D\'esingularisation de m\'etriques d'Einstein. I

TL;DR

This paper introduces a new curvature-based obstruction for Einstein 4-orbifolds with A1-singularities to be limits of smooth Einstein 4-manifolds and demonstrates how to desingularize such orbifolds under certain conditions.

Contribution

It identifies a curvature obstruction at singular points and proves that vanishing of this obstruction allows desingularization of Einstein orbifolds with hyperbolic asymptotics.

Findings

Obstruction is a curvature condition at the singularity.

Vanishing of the obstruction enables desingularization.

Defines a boundary 'wall' in the conformal infinity space.

Abstract

We find a new obstruction for a real Einstein 4-orbifold with an A1-singularity to be a limit of smooth Einstein 4-manifolds.

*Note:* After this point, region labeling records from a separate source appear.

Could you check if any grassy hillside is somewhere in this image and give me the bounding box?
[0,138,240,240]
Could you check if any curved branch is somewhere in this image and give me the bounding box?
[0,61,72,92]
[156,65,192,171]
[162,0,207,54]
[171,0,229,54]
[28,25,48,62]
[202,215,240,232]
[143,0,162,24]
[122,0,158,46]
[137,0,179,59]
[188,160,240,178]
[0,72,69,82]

The obstruction is a curvature condition at the singular point. For asymptotically hyperbolic metrics, with boundary at infinity a conformal metric, we prove that if the obstruction vanishes, one can desingularize Einstein orbifolds with such singularities. The Dirichlet problem consists in finding Einstein metrics with given conformal infinity on the boundary: we prove that our obstruction defines a wall in the space of conformal metrics on the boundary, and that all the Einstein metrics must have their conformal infinity on one side of the wall.